The first fundamental tool for inference is the confidence interval. Here is the basic idea.
The standard error is simply the standard deviation associated with a sampling distribution. Generally, if the standard deviation associated with a population parameter is \(\sigma\) and we form a random variable \(S\) by sampling from the population, the standard deviation of \(S\) is \(\sigma/\sqrt{n}\). Thus, as expected, the standard error decreases as the sample size increases.
Suppose we draw a random sample of 132 people and find that 16 of them have blue eyes. Use this data to write down a 95% confidence interval for the proportion of people with blue eyes
Solution: We have \(\hat{p}=16/132 \approx 0.1212\) and \[SE(\hat{p}) = \sqrt{(16/132)\times(116/132)/132} \approx 0.02840718.\] Thus, our confidence interval is \[0.1212 \pm 2\times0.0284 = [0.0644, 0.178].\]
If you read the details of political surveys, you’re likely to come across the term “margin of error” at some point. Five Thirty Eight, for example, maintains a running Trump approval rating page. The page also points to poll details for a slew of polls. Check out the first one, namely the Gallup poll. There, we read “Daily results are based on telephone interviews with approximately 1,400 national adults; Margin of error is \(\pm 3\) percentage points”. What’s that mean?
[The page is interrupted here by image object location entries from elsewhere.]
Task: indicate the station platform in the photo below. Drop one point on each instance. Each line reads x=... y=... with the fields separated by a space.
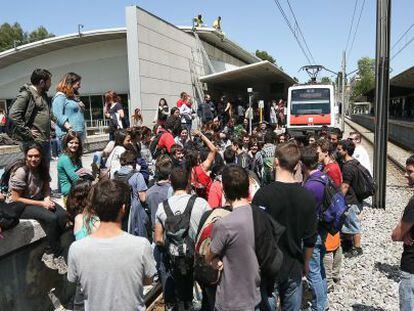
x=395 y=153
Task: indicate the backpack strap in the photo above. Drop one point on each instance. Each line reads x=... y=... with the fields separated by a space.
x=190 y=205
x=167 y=209
x=130 y=174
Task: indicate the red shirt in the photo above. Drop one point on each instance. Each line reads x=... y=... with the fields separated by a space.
x=333 y=171
x=215 y=196
x=166 y=140
x=200 y=177
x=180 y=102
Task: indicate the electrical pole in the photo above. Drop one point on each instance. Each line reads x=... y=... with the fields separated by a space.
x=382 y=94
x=343 y=106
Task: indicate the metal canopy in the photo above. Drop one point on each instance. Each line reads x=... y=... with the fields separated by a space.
x=37 y=48
x=260 y=73
x=220 y=41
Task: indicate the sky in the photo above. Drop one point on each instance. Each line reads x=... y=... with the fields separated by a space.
x=252 y=24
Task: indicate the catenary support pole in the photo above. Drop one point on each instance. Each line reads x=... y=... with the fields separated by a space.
x=343 y=106
x=382 y=88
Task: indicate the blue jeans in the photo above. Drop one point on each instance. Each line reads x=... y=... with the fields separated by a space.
x=290 y=292
x=317 y=277
x=406 y=291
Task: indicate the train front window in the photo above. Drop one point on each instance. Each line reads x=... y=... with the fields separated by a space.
x=310 y=101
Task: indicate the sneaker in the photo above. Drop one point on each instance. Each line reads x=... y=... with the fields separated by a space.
x=354 y=252
x=61 y=265
x=48 y=260
x=95 y=170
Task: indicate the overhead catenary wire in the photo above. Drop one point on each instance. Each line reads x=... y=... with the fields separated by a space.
x=351 y=26
x=292 y=30
x=300 y=31
x=402 y=36
x=403 y=48
x=356 y=28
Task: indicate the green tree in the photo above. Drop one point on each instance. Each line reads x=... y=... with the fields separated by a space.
x=14 y=34
x=9 y=34
x=39 y=34
x=265 y=56
x=326 y=80
x=366 y=81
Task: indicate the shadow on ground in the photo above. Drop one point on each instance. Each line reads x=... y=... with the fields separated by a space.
x=361 y=307
x=392 y=272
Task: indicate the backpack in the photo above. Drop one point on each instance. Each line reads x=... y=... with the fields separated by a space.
x=204 y=273
x=331 y=213
x=179 y=247
x=268 y=161
x=136 y=220
x=124 y=178
x=126 y=221
x=10 y=214
x=8 y=171
x=363 y=185
x=153 y=146
x=267 y=233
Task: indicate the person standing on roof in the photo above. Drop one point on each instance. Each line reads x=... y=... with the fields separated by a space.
x=198 y=21
x=217 y=24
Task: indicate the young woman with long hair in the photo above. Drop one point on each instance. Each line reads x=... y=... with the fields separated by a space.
x=122 y=140
x=199 y=164
x=29 y=184
x=137 y=119
x=113 y=110
x=69 y=162
x=67 y=108
x=163 y=112
x=80 y=210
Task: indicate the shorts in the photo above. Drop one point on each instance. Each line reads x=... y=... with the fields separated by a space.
x=352 y=224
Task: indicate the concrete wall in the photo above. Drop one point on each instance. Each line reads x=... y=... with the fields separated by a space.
x=221 y=60
x=102 y=65
x=163 y=53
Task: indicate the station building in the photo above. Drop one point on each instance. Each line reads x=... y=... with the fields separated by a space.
x=143 y=62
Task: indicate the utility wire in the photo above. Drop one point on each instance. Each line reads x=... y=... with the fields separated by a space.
x=403 y=48
x=291 y=29
x=402 y=36
x=356 y=29
x=300 y=31
x=351 y=26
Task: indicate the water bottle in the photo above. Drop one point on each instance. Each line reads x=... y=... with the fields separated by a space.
x=55 y=301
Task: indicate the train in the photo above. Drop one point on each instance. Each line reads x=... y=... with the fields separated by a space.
x=311 y=106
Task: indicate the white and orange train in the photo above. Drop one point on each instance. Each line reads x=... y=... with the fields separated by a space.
x=310 y=107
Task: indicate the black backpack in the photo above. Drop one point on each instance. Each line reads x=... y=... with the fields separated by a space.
x=8 y=171
x=125 y=178
x=267 y=233
x=363 y=184
x=10 y=214
x=153 y=146
x=179 y=247
x=331 y=213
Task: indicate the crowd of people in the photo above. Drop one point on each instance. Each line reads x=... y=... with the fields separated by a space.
x=182 y=205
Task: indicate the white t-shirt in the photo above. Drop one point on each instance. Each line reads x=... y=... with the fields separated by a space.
x=111 y=271
x=113 y=163
x=362 y=156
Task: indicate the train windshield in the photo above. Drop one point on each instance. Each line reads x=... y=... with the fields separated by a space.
x=310 y=101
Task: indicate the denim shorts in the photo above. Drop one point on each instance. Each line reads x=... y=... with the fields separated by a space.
x=352 y=224
x=406 y=291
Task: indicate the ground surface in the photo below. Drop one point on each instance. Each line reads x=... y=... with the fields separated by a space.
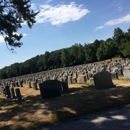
x=33 y=112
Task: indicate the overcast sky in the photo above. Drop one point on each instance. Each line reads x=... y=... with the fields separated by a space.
x=62 y=23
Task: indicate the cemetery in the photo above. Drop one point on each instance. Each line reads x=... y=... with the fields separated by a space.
x=52 y=96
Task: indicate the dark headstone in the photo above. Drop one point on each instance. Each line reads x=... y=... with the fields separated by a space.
x=82 y=79
x=103 y=80
x=114 y=75
x=34 y=85
x=29 y=84
x=69 y=79
x=50 y=89
x=127 y=72
x=7 y=92
x=12 y=92
x=16 y=84
x=65 y=84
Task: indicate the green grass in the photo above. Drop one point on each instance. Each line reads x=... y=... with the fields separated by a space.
x=34 y=112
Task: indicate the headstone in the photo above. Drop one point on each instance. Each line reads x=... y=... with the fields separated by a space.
x=65 y=84
x=34 y=85
x=114 y=75
x=18 y=94
x=82 y=79
x=12 y=92
x=50 y=89
x=16 y=84
x=103 y=80
x=29 y=84
x=7 y=92
x=127 y=72
x=69 y=79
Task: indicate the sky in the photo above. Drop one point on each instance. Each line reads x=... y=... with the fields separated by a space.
x=62 y=23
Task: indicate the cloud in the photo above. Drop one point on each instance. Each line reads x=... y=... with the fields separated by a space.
x=57 y=15
x=48 y=1
x=100 y=27
x=2 y=39
x=118 y=5
x=125 y=19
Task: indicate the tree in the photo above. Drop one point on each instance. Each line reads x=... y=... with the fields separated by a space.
x=13 y=13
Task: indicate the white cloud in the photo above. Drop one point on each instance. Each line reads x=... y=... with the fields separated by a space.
x=57 y=15
x=48 y=1
x=118 y=5
x=100 y=27
x=125 y=19
x=2 y=39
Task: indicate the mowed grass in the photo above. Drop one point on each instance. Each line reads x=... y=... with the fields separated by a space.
x=34 y=112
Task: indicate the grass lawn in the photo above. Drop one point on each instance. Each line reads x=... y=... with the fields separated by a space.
x=34 y=112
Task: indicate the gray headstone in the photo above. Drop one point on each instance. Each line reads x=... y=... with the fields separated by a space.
x=103 y=80
x=50 y=89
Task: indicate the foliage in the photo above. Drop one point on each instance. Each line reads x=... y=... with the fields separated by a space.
x=13 y=13
x=77 y=54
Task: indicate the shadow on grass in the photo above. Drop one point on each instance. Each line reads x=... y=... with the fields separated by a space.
x=34 y=112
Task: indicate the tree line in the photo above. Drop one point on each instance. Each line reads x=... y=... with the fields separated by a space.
x=117 y=46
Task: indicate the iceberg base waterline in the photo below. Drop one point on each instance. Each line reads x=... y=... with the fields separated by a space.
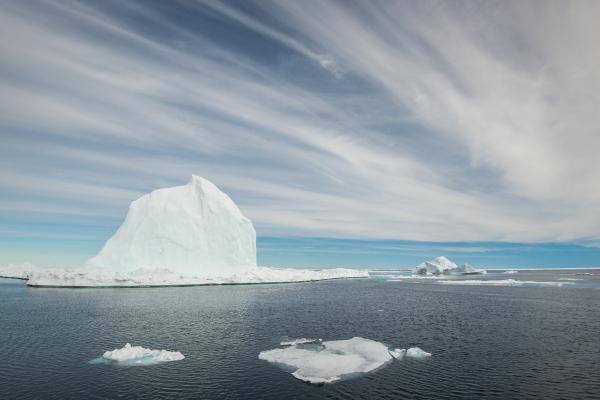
x=163 y=277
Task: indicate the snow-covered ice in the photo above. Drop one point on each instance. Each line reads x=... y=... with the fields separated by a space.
x=138 y=355
x=161 y=277
x=194 y=229
x=437 y=266
x=333 y=360
x=293 y=342
x=501 y=282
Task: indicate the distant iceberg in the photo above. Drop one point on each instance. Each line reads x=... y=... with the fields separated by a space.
x=138 y=355
x=442 y=266
x=334 y=360
x=413 y=352
x=185 y=235
x=18 y=271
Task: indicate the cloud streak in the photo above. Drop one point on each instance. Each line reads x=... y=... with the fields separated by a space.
x=379 y=120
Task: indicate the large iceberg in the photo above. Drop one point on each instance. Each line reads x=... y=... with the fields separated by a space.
x=186 y=235
x=194 y=229
x=442 y=266
x=331 y=361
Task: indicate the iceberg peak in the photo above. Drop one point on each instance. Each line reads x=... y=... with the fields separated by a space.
x=194 y=229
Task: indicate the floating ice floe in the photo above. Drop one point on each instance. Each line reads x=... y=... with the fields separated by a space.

When we write a confidence interval as \[s \pm z^* \times SE,\] Then, \(z^* \times SE\) is the margin of error. Geometrically, it’s the distance that the interval extends in either direction from the measured statistic \(s\).
So, where’s the \(\pm 3\) come from?
Suppose we’re writing down a confidence interval for a proportion. In this case, approve or disapprove. If the actual proportion is \(p\) and our sample size is \(n\), then the standard error is \[\sqrt{\frac{p(1-p)}{n}}.\] In our case, the take \(n\approx 1500\). Furthermore the biggest that \(p(1-p)\) can be is \(1/4\). You can see this by taking a look at a graph:
Thus, our standard error is at most \[SE \leq \sqrt{\frac{1/4}{1500}} \approx 0.01290994.\] Now, for a \(95\%\) confidence interval, we take \(z^* = 2\) so that our margin of error is at most \[ME \leq 2*0.01290994 \approx 0.026,\] which is rounded up to 3 percentage points.
This is a common thing to shoot for in political polls, which is why you often see sample sizes close to 1500.
In a political contest, where there are two candiates and victory requires a simple majority, a candiate likes to be more than 3 percentage points above 50%. Can you see why?
In early November of last year, FiveThirtyEight reported that Donald Trump was only 3.3 perecentage points behind Hilary Clinton - almost within the margin of error. In fact, Clinton ended up winning the popular vote by 2.1%.
A recent poll by the Brookings Institute asks the following question of 1500 college students: “Is hate speech constitutionally protected?”
Here are the results:
Political Affiliation | Type of College | Gender | ||||||
---|---|---|---|---|---|---|---|---|
All | Dem | Rep | Ind | Public | Private | Female | Male | |
Yes | 39 | 39 | 44 | 40 | 38 | 43 | 31 | 51 |
No | 44 | 41 | 39 | 44 | 44 | 44 | 49 | 38 |
Don’t know | 16 | 15 | 17 | 17 | 17 | 13 | 21 | 11 |
Use this to write down a confidence interval for the percentage of students who believe that hate speech is not constitutionally protected.